That’s right, it’s February the 14th and the last thing on my mind is Valentine’s Day. Why? Because DRAGONE is an independent thinker and feeler. He does not follow the sheep to wherever it is that sheep go. He wouldn’t know where sheep go cuz he’s never been there. There’s a lot of places he’s never been, and that place is one of them.
He does not buy flowers just because the day says he should. He buys flowers whenever he is romantically inspired to buy flowers, and only then. He can’t remember when the last time that was, but it sure as heck wasn’t on Valentine’s Day. It’s not important when the last time that he bought flowers was, if he ever bought flowers at all. It’s the principle that matters. He doesn’t even know where the local flower store is, but he suspects that it’s filled with sheep.

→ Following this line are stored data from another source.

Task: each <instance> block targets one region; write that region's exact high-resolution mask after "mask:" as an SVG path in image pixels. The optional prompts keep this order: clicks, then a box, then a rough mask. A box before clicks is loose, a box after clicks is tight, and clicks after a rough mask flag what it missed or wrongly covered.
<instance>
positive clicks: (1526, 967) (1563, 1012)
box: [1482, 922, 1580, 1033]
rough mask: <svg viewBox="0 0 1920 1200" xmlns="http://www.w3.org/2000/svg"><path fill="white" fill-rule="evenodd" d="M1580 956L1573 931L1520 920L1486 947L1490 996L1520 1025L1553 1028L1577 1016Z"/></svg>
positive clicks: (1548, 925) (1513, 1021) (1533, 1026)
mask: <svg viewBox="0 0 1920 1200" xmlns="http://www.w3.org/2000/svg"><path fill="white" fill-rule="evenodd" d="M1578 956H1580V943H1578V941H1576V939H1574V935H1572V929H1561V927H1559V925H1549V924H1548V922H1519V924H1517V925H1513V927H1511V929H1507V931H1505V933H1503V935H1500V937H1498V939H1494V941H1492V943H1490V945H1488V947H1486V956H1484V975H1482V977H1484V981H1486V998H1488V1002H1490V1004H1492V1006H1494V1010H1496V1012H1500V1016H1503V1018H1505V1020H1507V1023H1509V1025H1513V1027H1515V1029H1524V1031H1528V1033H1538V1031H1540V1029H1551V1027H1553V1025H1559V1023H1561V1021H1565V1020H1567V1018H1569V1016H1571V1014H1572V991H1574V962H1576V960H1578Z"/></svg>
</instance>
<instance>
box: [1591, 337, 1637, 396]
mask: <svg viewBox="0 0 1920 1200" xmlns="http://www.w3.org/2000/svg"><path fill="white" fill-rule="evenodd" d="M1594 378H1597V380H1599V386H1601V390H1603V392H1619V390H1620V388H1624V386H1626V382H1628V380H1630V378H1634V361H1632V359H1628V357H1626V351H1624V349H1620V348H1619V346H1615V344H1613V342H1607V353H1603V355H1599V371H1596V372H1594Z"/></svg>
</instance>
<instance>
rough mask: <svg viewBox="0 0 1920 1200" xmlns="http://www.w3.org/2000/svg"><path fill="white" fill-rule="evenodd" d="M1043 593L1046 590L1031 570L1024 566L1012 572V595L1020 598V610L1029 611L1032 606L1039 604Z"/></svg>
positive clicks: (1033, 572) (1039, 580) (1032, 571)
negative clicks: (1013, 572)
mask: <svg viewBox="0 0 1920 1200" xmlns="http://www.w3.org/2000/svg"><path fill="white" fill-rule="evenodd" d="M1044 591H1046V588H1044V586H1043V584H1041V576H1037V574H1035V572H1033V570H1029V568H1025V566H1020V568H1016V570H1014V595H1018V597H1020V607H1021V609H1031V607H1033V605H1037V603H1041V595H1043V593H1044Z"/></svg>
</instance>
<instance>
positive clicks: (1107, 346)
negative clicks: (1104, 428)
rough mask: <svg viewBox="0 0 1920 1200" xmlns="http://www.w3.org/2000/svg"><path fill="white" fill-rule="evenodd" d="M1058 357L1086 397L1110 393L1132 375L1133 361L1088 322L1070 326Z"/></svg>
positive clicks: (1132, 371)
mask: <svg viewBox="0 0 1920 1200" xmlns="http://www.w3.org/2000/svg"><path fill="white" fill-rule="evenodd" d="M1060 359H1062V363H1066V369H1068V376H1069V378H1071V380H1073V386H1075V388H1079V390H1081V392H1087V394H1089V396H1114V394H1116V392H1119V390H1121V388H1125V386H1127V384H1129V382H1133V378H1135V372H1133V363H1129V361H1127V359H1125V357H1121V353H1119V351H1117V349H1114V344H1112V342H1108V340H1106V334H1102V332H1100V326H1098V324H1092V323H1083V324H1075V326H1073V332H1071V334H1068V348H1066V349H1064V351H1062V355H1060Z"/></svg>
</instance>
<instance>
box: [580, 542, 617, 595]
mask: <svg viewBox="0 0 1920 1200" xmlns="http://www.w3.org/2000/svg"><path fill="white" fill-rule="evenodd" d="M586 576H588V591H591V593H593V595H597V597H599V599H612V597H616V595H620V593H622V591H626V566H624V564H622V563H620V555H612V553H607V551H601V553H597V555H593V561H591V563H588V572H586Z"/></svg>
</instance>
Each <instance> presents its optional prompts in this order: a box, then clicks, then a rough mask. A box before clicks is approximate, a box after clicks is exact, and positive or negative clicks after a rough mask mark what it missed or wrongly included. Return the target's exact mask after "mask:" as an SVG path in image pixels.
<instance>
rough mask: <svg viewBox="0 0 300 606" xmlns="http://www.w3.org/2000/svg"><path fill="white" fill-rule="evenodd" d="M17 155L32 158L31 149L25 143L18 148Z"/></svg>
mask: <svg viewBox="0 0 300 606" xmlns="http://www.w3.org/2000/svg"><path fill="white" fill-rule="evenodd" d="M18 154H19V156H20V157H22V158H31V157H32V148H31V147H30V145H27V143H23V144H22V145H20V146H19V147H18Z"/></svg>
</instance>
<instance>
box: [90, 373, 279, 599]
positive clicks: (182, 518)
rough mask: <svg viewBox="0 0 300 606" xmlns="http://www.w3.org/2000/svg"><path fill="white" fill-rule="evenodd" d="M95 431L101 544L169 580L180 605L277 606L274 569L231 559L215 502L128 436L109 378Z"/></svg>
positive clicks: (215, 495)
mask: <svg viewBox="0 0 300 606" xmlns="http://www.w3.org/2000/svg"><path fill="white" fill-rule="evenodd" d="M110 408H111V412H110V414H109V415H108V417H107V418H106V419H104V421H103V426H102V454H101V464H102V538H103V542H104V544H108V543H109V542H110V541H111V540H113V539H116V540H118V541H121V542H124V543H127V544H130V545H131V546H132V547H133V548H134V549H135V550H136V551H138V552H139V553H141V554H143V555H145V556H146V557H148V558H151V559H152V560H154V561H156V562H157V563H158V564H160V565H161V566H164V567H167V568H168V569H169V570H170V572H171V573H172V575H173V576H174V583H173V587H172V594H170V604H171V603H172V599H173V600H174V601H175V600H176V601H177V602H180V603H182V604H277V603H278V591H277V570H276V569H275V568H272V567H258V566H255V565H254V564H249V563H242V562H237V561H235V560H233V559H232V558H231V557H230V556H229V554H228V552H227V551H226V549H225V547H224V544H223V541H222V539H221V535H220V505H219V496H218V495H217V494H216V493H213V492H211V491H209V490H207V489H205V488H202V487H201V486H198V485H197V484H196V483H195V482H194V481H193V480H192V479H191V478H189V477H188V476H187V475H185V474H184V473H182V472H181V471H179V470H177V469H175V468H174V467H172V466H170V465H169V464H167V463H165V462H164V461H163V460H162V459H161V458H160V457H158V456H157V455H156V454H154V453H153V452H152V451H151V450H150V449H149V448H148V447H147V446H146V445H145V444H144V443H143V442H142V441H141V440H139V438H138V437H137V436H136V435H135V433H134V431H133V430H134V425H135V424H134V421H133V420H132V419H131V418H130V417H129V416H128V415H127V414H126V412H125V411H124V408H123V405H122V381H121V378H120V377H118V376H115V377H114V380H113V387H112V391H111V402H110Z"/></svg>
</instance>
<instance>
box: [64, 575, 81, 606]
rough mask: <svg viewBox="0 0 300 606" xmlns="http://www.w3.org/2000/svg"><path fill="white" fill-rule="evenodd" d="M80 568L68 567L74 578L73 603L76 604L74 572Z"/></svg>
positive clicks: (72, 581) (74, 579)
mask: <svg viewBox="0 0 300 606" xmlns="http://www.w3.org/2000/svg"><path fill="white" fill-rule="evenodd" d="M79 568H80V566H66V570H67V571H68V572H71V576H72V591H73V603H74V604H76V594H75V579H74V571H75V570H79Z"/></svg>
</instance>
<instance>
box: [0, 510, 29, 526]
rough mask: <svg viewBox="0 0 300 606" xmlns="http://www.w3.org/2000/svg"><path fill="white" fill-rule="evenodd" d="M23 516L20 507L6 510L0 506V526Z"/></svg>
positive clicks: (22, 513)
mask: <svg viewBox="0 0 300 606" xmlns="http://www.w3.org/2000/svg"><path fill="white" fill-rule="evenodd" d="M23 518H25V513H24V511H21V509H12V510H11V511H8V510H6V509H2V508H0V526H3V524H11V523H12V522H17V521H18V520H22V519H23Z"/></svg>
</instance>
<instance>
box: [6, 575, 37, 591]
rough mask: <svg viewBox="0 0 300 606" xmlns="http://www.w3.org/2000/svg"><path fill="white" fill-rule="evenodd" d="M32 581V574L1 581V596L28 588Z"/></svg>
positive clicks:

DRAGONE does not buy chocolates just because it’s February 14th and it’s the coldest day of the year. As far as he is concerned chocolate is a daily consumable product, so he does in fact buy chocolate on February 14th. But it is not a special purchase of chocolates as the day dictates that it should be. It is a regular purchase of whichever 2 for 1 special is being promoted by the local convenience store.
Chocolate is good. Milk chocolate is the best. Milk chocolate is smooth, creamy, and depending on your preference may contain nuts. Chocolate is better than sex. “Say what?” you say. “Is DRAGONE actually a woman?” you ask.
Let me be clear ladies: No. DRAGONE is a man. A man who’s in tune with the longings and desires of the women of this world. DRAGONE is a romantic man. A romantic man who’s romance is not programmed into his iPhone calendar. A romantic man who really is from Romania. A sexy man. A sexy man with a thick, sexy, Transylvanian accent. A sexy man with a long, protruding widows peak. A sexy man with a refined taste for blood.
This is NOT A Valentine’s Day post. This is a post on Valentine’s Day.